El presidente de Cantabria, Ignacio Diego, a preguntas de los periodistas ha dicho que, «he pedido hoy a la virgen Bien Aparecida, por aquellos que peor lo están pasando, porque continúe la recuperación económica y la creación de puestos de trabajo y para que los ciudadanos de Cantabria, aquellos que todavía están esperando tenerlas, recuperen las oportunidades de empleo, y, voy a pedir, igualmente, para que me de fuerzas en seguir trabajando precisamente por ellos y, como no, por mi familia y por todos los cántabros.»
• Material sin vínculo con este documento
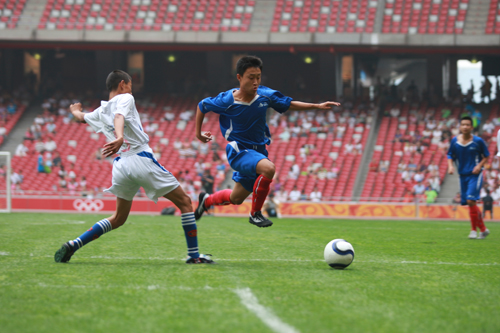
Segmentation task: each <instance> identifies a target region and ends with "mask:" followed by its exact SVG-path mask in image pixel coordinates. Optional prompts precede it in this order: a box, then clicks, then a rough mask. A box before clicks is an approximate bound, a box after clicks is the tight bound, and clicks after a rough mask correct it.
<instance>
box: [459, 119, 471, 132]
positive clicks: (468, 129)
mask: <svg viewBox="0 0 500 333" xmlns="http://www.w3.org/2000/svg"><path fill="white" fill-rule="evenodd" d="M460 132H462V133H463V134H470V132H472V124H471V122H470V120H468V119H466V120H462V121H461V122H460Z"/></svg>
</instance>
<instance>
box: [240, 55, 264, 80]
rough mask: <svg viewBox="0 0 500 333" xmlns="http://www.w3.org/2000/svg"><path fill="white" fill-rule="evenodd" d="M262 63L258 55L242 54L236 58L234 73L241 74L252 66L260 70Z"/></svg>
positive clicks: (261, 67) (261, 66)
mask: <svg viewBox="0 0 500 333" xmlns="http://www.w3.org/2000/svg"><path fill="white" fill-rule="evenodd" d="M263 65H264V64H263V62H262V60H261V59H260V58H259V57H256V56H244V57H243V58H240V60H238V62H237V63H236V73H237V74H240V75H241V76H243V74H245V72H246V71H247V69H249V68H252V67H258V68H260V70H261V71H262V67H263Z"/></svg>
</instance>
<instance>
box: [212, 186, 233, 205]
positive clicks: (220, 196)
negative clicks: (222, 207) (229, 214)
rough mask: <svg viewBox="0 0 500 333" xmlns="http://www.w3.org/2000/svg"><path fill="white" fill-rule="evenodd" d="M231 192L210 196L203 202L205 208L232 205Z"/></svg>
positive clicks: (223, 192) (222, 190)
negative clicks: (231, 199)
mask: <svg viewBox="0 0 500 333" xmlns="http://www.w3.org/2000/svg"><path fill="white" fill-rule="evenodd" d="M231 192H233V190H229V189H227V190H222V191H219V192H215V193H214V194H210V196H209V197H208V198H207V199H206V200H205V208H209V207H210V206H227V205H230V204H232V202H231V199H230V198H229V197H230V196H231Z"/></svg>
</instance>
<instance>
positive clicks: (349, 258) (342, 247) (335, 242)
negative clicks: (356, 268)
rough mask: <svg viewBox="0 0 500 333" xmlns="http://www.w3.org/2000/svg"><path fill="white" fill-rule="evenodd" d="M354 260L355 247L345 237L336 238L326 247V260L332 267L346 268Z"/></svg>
mask: <svg viewBox="0 0 500 333" xmlns="http://www.w3.org/2000/svg"><path fill="white" fill-rule="evenodd" d="M353 260H354V248H353V247H352V245H351V243H349V242H348V241H346V240H345V239H334V240H332V241H331V242H330V243H328V244H327V245H326V247H325V261H326V263H327V264H328V265H330V267H333V268H335V269H344V268H346V267H347V266H349V265H350V264H351V263H352V261H353Z"/></svg>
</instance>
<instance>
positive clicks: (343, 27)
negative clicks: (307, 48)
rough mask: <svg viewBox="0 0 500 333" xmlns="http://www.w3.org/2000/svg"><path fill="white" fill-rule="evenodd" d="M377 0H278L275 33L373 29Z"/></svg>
mask: <svg viewBox="0 0 500 333" xmlns="http://www.w3.org/2000/svg"><path fill="white" fill-rule="evenodd" d="M376 13H377V1H376V0H360V1H349V0H342V1H334V0H277V1H276V8H275V12H274V19H273V23H272V26H271V31H272V32H328V33H334V32H337V33H340V32H350V33H352V32H373V27H374V24H375V16H376Z"/></svg>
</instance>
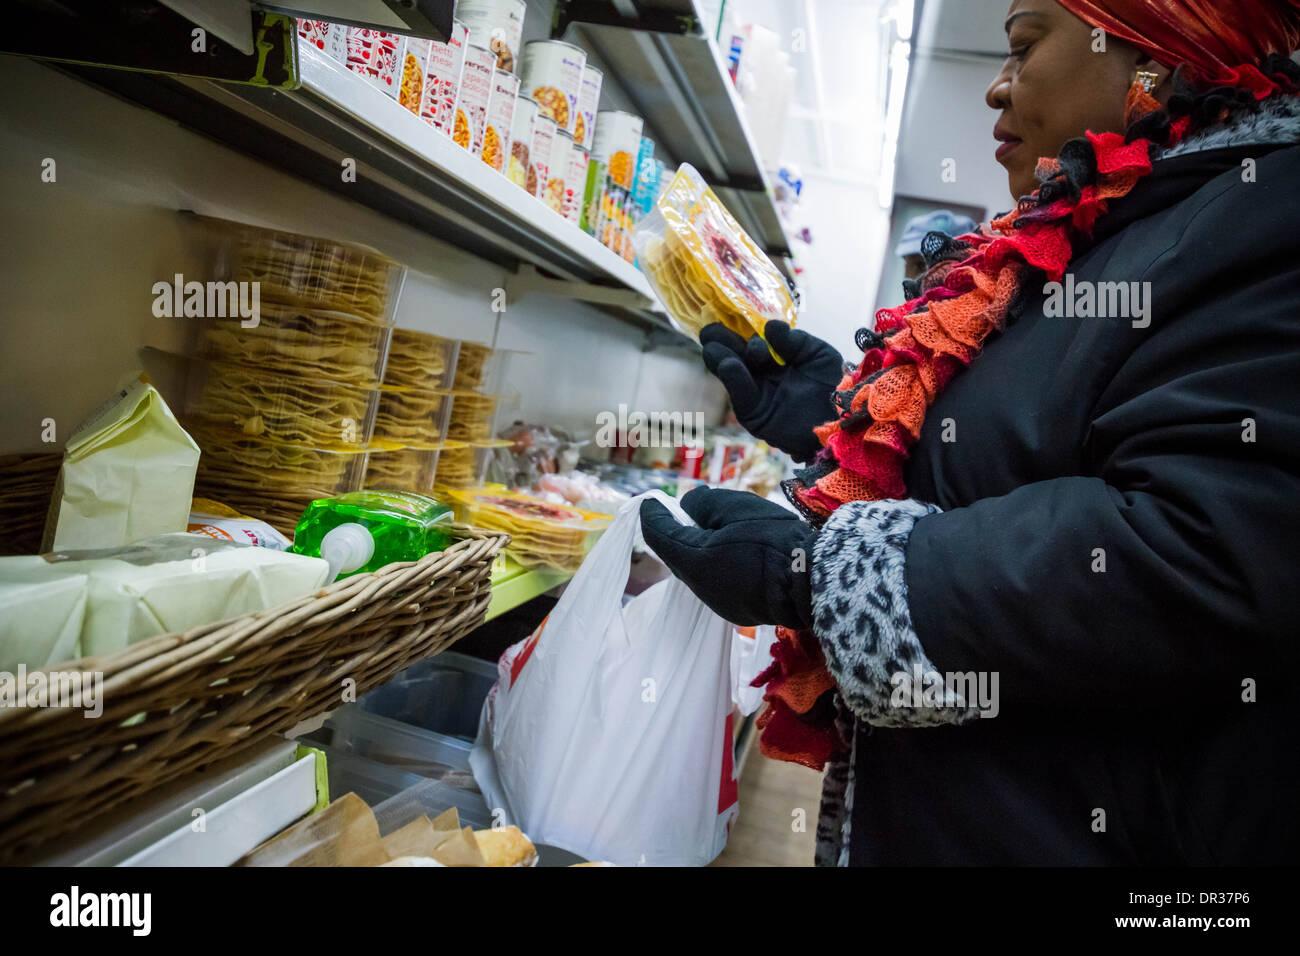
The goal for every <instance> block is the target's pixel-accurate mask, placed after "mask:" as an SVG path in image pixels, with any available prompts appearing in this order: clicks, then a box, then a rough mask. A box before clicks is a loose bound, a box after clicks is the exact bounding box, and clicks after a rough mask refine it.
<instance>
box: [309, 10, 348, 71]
mask: <svg viewBox="0 0 1300 956" xmlns="http://www.w3.org/2000/svg"><path fill="white" fill-rule="evenodd" d="M298 35H299V36H300V38H302V39H303V42H304V43H309V44H311V46H313V47H316V49H318V51H321V52H322V53H325V56H328V57H330V59H331V60H337V61H338V62H341V64H347V27H346V26H343V25H342V23H330V22H329V21H328V20H303V18H302V17H299V18H298Z"/></svg>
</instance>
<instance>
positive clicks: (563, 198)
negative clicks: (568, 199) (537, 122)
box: [542, 130, 573, 216]
mask: <svg viewBox="0 0 1300 956" xmlns="http://www.w3.org/2000/svg"><path fill="white" fill-rule="evenodd" d="M572 152H573V134H572V133H569V131H568V130H559V131H558V133H556V134H555V143H554V144H552V146H551V156H550V163H549V166H550V170H549V173H547V176H549V178H547V179H546V191H545V194H543V195H542V199H543V200H545V202H546V204H547V206H549V207H551V208H552V209H555V212H558V213H559V215H560V216H563V215H564V194H565V189H564V179H565V178H567V177H568V168H569V159H571V155H572Z"/></svg>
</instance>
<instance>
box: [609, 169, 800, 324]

Junto a centenares de ciudadanos que hoy han realizado la subida al santuario de Hoz de Marrón, Diego, que ha realizado a pie el último tramo, ha participado a mediodía en la misa solemne que ha celebrado el obispo de la Diócesis de Santander, Vicente Jiménez Zamora, en la campa exterior del santuario. Con anterioridad, ha estado en la procesión de la imagen de la virgen por el exterior del templo.
Diego ha estado acompañado por la consejera de Presidencia y Justicia, Leticia Díaz; Consejero de Obras Públicas y Vivienda, Francisco Javier Rodríguez; consejero de Medio Ambiente, Ordenación del Territorio y Urbanismo, Javier Fernández; consejera de Ganadería, Agricultura y Pesca, Blanca Martínez y el consejero de Educación, Cultura y Deporte, Miguel Ángel Serna. Igualmente, estaban el delegado del Gobierno, Samuel Ruiz. También se encontraban otros regidores de municipios de la zona oriental de la región, el presidente del Parlamento de Cantabria, José Antonio Cagigas y un buen número de diputados regionales.
El Santuario de la Bien Aparecida, que inicialmente fue la ermita de San Marcos, tras distintas reconstrucciones (la primera en 1609) y grandes deterioros por la guerra de la Independencia contra Napoleón, tiene una portada sencilla y la espadaña lleva pináculos y tres troneras.
La planta de la Iglesia es de una sola nave, crucero y bóveda de nervios. En el interior destaca el fabuloso retablo mayor y colaterales del siglo XVIII, uno de los mejores de Cantabria.
La imagen de la Bien Aparecida muy pequeña, de unos 21 centímetros y medio (según la tradición es encontrada por unos niños en una ventana de la ermita original) es gótica del siglo XV, esta en el altar mayor y aparece la Virgen con el niño.
La comunidad de religiosos trinitarios son los guardianes del Santuario cántabro de la Virgen Bien Aparecida, patrona de Cantabria desde diciembre de 1905, al que llegaron en abril de 1908.